A Expedit Quam Maxime, de Novembro de 1789 terá produzido algum abalo nas finanças da Ordem. Mas nada teve de comparável com o processo que, quatro meses antes, começara com a tomada da Bastilha. Para a Ordem de Malta, a Revolução Francesa teve o efeito de um terramoto e de modo não circunscrito aos aspectos financeiros. No caso português, o Papa acedera ao pedido de uma Rainha, devota e Fidelíssima, no sentido de fortalecer a sua Família, em termos principalmente económicos, no culminar de séculos de progressiva centralização do poder real. Já em França, a Ordem de Malta sofria os ataques desferidos pelos revolucionários, contra as instituições de carácter religioso e/ou aristocrático. A Ordem de Malta era vista como representativa do Antigo Regime, do Trono e do Altar, como então se dizia. Se o respeito pelo carácter “estrangeiro” ainda funcionou como travão, durante algum tempo, em 1792 foram-lhe confiscados todos os bens. Foi um golpe quase fatal, pois era em França que a Ordem de Malta obtinha mais de metade do seu rendimento total. A urgência de compensar aquela perda iria ter, e a muito curto prazo, sérias consequências.

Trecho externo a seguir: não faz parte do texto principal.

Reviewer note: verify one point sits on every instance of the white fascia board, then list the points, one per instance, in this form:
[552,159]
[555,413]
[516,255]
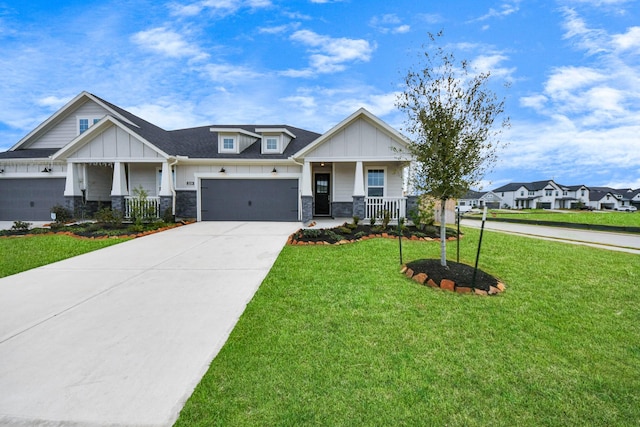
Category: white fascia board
[275,130]
[235,130]
[362,112]
[71,105]
[217,161]
[102,125]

A Espanha, em particular nos tempos de Carlos V e Felipe II, e a França, de Luís XIV e Luís XV, tinham mantido estreitas relações com a Ordem de Malta, o que era normal, tratando-se de Potências católicas e bem presentes no Mediterrâneo. Um parceiro imprevisível iria surgir agora – a Rússia. Para o compreender, há que recuar alguns anos.

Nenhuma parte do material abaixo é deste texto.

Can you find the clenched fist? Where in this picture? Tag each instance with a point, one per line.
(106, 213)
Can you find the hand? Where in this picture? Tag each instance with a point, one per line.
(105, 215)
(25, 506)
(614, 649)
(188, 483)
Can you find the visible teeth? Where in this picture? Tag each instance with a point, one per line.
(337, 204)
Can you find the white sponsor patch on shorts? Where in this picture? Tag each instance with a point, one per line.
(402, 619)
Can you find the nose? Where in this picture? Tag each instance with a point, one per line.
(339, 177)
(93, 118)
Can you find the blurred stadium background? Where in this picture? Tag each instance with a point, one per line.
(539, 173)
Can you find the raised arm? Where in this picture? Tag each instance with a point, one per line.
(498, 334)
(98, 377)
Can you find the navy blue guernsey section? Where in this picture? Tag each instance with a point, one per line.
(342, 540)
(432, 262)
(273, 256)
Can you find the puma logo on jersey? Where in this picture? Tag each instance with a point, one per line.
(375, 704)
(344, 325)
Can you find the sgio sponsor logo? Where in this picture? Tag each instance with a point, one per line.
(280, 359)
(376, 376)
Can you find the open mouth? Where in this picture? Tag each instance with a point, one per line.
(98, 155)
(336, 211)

Uma longa disputa jurídico-política, na Polónia, tivera o seu termo, em 1774, de forma muito satisfatória para a Ordem de Malta, com a criação de um Grão-Priorado Polaco. Ora, em 1793, o território em que se situavam estes domínios, Ostrog, na actual Ucrânia, passaram para a posse da Rússia, nos termos da Segunda Partilha da Polónia. Para a Ordem, afectada pelas recentes perdas em França, era vital negociar com S. Petersburgo, para garantir o rendimento das suas propriedades polacas. Mas Catarina II não mostrou pressa. Albergava possivelmente algum ressentimento contra a Ordem que, ainda que com habilidade diplomática, repelira as aproximações da Imperatriz (as primeiras das quais datadas de 1764, ainda no tempo de Pinto da Fonseca). Catarina procurara arrastar a Ordem de Malta para uma suposta aliança contra a Turquia (quando o perigo otomano já se desvanecera) e, sobretudo, pretendera que os navios de guerra russos pudessem ter direito de entrada permanente no porto de La Valletta. Conseguira, apenas, que o Grão-Mestre Rohan enviasse a S. Petersburgo, para apoiar tecnicamente a renovação da Armada russa, o Bailio Giulio Litta, aristocrata lombardo que, com seu irmão Lorenzo, Núncio em Varsóvia, haveria de desempenhar um papel de destaque, ainda que mais que controverso, nos acontecimentos que se seguiram.  

Estes viriam a precipitar-se a grande velocidade, o que, aliado à lentidão das comunicações, originou não poucos mal-entendidos. Catarina II morreu em Novembro de 1796. A Ordem terá considerado como uma bênção providencial que lhe sucedesse seu filho Paulo; diferentemente de Catarina, o novo Czar não teria particular interesse pela posição estratégica da Ilha, mas, desde muito novo, nutria uma admiração sem limites pela Ordem de Malta. As negociações, conduzidas, do lado maltês, pelo Bailio Giulio Litta, concluíram-se de um modo que excedia as expectativas mais optimistas da Ordem – logo em Janeiro de 1797 é assinada uma Convenção, pela qual Paulo I reconhece à Ordem a propriedade virtual das suas antigas possessões polacas, no quadro de um Grão-Priorado russo que criava, com rendimento anual de 300 mil Florins, isto é, 2,5 vezes superior ao que fora previsto aquando da constituição do Grão-Priorado polaco. Para o cargo de Grão-Prior, designa o Príncipe de Condé e nomeia Cavaleiros numerosos emigrados da Corte do futuro Luís XVIII.